Irrazábal dijo que el relacionamiento está en una etapa de deterioro porque no hay un diálogo efectivo, franco y útil. «El diálogo que hemos tenido en las últimas instancias no es aquel que promueve la OIT». En cuanto a la participación del Poder Ejecutivo, Irrazábal dijo que el diálogo puede ser bipartito o «el famoso diálogo social en forma tripartita, Y no ha sido efectivo. Se .han dictado más de 30 normas, se nos solicitaron aportes en uno o dos casos y no fueron recogidas». ¿Dónde está el dialogo social?, se preguntó Irrazábal si las consultas son efectuadas a su juicio simplemente «para blanquear una situación» y no porque realmente interesa lo que piensa la otra parte.
«Hay un compromiso y una identidad del movimiento sindical con el gobierno y eso condiciona parte de la negociación y del diálogo».

DESCONFIANZA
El gerente de asuntos laborales de la Cámara de Comercio, Juan Mailhos, dijo que en los últimos años el gobierno ha desconocido las posiciones empresariales y eso «ha impactado en las relaciones laborales generando desconfianza». Hoy las relaciones laborales entre trabajadores, empresarios y con el fuerte intervencionismo que ha tenido el Estado, desconociendo las posturas empresariales, ha generado desconfianza.
«Vemos con preocupación la crisis de confianza del sector empresarial fundamentalmente hacia un sector sindical que ha sido muy rígido, poco flexible, y que ha jugado siempre sus barajas respaldado en el gobierno», sentenció.
Para Mailhos, hoy existe una negociación bipartita entre gobierno y Pit-Cnt y luego «se le impone a los empresarios». Dijo que esta mecánica se manifiesta de múltiples maneras.
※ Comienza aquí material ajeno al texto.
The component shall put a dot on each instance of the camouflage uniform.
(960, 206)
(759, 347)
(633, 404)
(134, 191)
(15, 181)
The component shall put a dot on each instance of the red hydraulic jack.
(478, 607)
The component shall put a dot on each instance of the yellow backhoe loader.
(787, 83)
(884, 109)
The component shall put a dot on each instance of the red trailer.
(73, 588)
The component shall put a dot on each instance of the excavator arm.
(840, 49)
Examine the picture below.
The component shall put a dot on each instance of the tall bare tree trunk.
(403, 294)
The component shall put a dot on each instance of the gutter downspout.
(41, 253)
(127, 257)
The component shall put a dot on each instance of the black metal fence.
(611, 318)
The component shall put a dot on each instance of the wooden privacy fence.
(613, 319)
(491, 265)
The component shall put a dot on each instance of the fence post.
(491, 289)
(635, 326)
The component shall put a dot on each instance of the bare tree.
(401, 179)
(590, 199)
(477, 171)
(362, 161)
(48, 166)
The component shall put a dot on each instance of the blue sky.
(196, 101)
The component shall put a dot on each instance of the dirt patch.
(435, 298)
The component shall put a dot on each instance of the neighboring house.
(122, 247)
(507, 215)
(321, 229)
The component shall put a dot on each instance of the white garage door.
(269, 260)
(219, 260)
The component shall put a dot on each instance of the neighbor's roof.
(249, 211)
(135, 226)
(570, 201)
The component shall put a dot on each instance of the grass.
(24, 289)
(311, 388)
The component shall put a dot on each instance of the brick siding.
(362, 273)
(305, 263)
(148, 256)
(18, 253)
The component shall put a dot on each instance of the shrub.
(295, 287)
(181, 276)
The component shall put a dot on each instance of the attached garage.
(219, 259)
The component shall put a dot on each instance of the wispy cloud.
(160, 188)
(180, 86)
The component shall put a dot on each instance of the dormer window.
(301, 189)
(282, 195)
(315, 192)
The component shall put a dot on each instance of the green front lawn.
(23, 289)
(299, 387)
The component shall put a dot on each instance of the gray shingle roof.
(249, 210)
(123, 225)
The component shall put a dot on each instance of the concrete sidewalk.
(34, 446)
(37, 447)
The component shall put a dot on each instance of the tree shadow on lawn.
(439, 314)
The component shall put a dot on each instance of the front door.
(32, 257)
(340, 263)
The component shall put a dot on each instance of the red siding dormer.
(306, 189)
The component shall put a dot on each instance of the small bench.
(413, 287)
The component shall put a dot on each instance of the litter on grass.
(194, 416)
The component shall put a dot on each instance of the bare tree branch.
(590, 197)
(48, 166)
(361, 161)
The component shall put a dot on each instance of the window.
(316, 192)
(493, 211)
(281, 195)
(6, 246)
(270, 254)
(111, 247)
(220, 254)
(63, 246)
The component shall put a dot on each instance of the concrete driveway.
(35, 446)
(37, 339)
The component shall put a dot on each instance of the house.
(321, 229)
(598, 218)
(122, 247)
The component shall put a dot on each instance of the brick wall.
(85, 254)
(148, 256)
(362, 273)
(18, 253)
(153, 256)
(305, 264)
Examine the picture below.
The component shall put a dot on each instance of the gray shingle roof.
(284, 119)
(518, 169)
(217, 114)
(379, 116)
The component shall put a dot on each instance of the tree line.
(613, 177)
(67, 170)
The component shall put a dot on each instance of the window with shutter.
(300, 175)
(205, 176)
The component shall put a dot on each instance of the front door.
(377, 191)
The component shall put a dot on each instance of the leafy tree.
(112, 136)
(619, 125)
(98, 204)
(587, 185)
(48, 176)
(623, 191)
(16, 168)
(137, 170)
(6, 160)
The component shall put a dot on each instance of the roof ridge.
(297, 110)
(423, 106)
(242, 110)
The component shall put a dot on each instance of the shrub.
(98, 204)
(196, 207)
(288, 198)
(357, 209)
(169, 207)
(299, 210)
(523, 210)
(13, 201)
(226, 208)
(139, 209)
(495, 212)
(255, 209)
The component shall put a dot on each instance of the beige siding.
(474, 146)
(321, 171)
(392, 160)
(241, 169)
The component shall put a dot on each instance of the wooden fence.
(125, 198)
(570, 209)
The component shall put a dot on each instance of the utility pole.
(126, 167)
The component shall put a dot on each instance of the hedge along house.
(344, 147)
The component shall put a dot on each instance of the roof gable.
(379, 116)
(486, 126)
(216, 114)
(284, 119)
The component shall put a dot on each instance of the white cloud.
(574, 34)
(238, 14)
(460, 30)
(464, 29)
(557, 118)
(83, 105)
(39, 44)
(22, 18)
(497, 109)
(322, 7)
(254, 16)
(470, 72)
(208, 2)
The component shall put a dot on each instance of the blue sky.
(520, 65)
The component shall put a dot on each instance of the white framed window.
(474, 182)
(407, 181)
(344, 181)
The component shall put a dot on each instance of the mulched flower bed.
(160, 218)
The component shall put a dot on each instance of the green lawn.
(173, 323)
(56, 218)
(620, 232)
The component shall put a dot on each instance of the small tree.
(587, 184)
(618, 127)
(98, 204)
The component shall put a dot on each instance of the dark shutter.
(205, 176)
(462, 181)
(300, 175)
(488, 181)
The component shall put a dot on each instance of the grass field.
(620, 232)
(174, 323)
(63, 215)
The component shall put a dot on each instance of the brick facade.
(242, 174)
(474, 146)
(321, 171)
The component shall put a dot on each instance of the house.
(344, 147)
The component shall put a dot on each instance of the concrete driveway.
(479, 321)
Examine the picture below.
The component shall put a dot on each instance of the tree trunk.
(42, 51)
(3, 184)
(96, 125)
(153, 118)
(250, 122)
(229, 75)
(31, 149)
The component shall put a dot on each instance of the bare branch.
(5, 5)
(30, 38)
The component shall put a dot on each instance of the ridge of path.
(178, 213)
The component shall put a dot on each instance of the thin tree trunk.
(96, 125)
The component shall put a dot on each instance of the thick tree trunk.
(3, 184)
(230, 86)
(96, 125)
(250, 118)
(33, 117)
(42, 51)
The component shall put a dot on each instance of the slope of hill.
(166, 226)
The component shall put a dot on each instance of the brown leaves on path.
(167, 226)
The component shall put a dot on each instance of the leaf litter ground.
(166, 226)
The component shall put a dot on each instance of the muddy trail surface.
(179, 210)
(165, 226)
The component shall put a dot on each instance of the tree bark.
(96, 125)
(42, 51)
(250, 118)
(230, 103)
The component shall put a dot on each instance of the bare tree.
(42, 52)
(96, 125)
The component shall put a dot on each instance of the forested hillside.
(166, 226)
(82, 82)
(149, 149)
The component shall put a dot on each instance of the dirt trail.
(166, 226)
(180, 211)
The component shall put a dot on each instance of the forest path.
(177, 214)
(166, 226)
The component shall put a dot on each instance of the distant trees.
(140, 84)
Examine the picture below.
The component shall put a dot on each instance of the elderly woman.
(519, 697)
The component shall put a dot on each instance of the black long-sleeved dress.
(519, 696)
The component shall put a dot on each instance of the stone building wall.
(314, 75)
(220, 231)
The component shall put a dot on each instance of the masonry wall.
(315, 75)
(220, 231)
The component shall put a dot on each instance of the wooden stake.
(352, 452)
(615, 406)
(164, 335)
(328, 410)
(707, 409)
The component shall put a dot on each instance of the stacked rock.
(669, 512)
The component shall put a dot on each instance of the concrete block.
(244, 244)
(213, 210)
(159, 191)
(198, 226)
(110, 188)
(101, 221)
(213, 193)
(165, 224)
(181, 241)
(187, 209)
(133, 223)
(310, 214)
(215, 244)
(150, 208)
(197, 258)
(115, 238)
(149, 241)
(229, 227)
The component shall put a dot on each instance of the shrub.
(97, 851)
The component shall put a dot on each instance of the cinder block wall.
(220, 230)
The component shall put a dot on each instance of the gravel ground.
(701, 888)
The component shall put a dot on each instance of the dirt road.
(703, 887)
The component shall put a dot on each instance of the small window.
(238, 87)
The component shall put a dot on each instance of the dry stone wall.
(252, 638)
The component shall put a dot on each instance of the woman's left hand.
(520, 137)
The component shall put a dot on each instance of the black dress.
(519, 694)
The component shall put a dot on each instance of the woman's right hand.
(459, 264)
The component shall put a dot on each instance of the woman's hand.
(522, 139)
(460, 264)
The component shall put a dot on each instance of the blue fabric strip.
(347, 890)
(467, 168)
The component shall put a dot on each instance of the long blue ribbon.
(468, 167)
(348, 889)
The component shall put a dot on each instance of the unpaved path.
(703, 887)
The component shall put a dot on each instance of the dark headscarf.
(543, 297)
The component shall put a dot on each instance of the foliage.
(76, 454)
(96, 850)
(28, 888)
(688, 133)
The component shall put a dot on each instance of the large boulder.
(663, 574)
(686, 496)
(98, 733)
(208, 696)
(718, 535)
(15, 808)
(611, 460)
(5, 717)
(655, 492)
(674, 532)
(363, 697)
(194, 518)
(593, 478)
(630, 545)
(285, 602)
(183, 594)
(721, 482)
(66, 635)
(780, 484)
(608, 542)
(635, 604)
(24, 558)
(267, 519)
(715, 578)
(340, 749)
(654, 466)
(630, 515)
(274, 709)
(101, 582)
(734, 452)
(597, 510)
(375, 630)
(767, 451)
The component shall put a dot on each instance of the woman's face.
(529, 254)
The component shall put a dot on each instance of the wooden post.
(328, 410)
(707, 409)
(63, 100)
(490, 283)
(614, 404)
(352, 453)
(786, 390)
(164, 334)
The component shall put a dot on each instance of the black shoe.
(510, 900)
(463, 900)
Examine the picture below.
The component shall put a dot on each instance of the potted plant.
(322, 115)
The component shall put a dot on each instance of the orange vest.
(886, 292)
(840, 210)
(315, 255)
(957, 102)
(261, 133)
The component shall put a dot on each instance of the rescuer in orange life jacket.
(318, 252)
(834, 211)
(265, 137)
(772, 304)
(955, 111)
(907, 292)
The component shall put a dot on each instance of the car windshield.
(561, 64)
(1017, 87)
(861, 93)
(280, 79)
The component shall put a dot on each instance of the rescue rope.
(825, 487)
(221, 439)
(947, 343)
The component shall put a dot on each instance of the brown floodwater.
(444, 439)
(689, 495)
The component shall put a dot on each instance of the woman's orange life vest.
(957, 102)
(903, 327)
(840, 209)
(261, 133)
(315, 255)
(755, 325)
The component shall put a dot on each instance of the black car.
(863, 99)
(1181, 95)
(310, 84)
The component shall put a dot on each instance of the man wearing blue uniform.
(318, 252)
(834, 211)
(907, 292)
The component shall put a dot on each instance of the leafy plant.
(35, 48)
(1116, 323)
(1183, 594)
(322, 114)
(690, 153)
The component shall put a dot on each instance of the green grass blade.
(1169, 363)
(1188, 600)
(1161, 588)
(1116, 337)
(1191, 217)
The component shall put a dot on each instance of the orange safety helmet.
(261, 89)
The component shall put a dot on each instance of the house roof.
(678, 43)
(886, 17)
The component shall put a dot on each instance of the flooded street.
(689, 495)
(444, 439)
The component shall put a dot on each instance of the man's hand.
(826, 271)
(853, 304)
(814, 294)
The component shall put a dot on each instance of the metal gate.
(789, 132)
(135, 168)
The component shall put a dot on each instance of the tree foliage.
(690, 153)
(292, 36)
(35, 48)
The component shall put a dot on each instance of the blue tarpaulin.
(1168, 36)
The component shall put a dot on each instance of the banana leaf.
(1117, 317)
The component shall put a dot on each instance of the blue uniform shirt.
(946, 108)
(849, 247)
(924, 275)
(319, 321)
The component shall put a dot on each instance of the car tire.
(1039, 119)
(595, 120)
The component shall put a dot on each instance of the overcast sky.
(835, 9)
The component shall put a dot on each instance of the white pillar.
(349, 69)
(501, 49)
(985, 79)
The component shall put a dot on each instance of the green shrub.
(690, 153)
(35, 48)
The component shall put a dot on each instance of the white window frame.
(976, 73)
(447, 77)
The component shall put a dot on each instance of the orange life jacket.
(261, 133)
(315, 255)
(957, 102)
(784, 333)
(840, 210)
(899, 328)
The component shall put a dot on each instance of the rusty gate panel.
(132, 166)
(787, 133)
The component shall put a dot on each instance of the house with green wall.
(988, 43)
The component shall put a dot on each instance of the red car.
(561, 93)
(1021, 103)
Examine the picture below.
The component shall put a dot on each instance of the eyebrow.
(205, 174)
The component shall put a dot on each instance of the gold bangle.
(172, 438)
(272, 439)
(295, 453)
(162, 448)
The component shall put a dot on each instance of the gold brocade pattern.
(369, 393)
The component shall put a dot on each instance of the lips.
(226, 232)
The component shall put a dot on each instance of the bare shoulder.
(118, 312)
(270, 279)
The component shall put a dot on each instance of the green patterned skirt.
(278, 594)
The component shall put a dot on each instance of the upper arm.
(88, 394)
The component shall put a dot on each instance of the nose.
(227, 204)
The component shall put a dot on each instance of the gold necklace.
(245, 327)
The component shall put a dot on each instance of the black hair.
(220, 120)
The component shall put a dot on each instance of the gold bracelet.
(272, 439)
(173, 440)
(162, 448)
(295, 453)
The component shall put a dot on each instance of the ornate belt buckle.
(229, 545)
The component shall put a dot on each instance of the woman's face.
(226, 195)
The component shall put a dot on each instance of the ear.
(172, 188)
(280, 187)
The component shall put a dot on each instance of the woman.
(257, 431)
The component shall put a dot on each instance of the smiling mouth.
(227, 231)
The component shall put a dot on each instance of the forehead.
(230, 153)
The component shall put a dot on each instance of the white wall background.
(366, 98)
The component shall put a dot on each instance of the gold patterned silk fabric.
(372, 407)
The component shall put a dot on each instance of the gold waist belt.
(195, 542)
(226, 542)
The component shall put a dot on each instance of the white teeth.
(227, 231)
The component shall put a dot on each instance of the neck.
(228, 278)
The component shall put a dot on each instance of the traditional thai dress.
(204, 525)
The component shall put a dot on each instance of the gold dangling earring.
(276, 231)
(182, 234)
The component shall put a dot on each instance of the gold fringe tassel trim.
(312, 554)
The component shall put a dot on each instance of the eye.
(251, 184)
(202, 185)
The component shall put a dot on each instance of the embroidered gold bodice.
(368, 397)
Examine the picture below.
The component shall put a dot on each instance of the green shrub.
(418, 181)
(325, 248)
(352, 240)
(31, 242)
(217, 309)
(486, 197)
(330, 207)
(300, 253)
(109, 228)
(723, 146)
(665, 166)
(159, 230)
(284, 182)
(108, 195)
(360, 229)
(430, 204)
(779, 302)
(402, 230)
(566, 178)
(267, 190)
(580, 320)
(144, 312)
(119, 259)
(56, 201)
A nivel legislativo, con iniciativas que vienen directamente de legisladores que han integrado los cuadros del Pit-Cnt. Se observa también en la fijación de las pautas de los Consejos de Salarios, con las cláusulas de salvaguarda «que las propuso el sector empresarial y las termina imponiendo y negociando el sector sindical en acuerdo con el gobierno».

MATICES
Otra perspectiva aportó el presidente de la Cámara de la Construcción. Ignacio Otegui dijo que en el caso de ese sector se ha tratado de mantener el positivo relacionamiento dado a través de los años. No obstante, reconoció ciertas dificultades «para asumir algunos de los temas que este gobierno, vía legal o decreto, ha impuesto y que no ha sido el resultado de la negociación. Nos obligamos a acordar ciertas cosas porque la legislación vigente nos obliga». Recordó todo lo relativo a las licencias especiales, y aquellas dirigidas para los delegarlos sindicales. «Si no hubieran sido impuestas por la vía legal, no lo hubiéramos acordado».
Otegui consideró que en términos generales «ha existido una exacerbación del enfrentamiento que no contribuye en nada a generar un clima de entendimiento y crecimiento, porque en este negocio estamos todos». Además, fue muy gráfico: «Hay que dejarse de declaraciones grandilocuentes y rimbombantes que terminan públicamente enfrentando mucho más de lo que después reservadamente se reconoce o se hace», subrayó.
Mientras tanto, el presidente de Anmype, Pablo Villar, dijo que, cuando hay intereses contrapuestos, los relacionamientos son «un poco complicados» aunque eso no significa que sean conflictivos. A juicio de Anmype «las relaciones laborales son una construcción continua porque van cambiando los formatos de relación, las realidades y los sectores. Es una asignatura y disciplina donde empresarios y trabajadores debemos poner gran esfuerzo porque, de última, son las dos partes interesadas en la generación de riqueza».
No obstante, reconoció que durante este gobierno se ha legislado a veces en contra de la opinión de los trabajadores y mucha de las veces en contra de la opinión del sector empresarial. Esto no es saludable, porque el marco regulatorio debería partir de consensos más amplios.
A su turno, el secretario de la Unión de Vendedores de Carne, Hebert Falero, dijo que la ausencia de los Consejos de Salarios durante varios años generó falta de cultura de negociación entre el empresariado y los trabajadores. Eso ha determinado ciertas asperezas y con el paso del tiempo las partes se tienen que ir adecuando a la nueva realidad.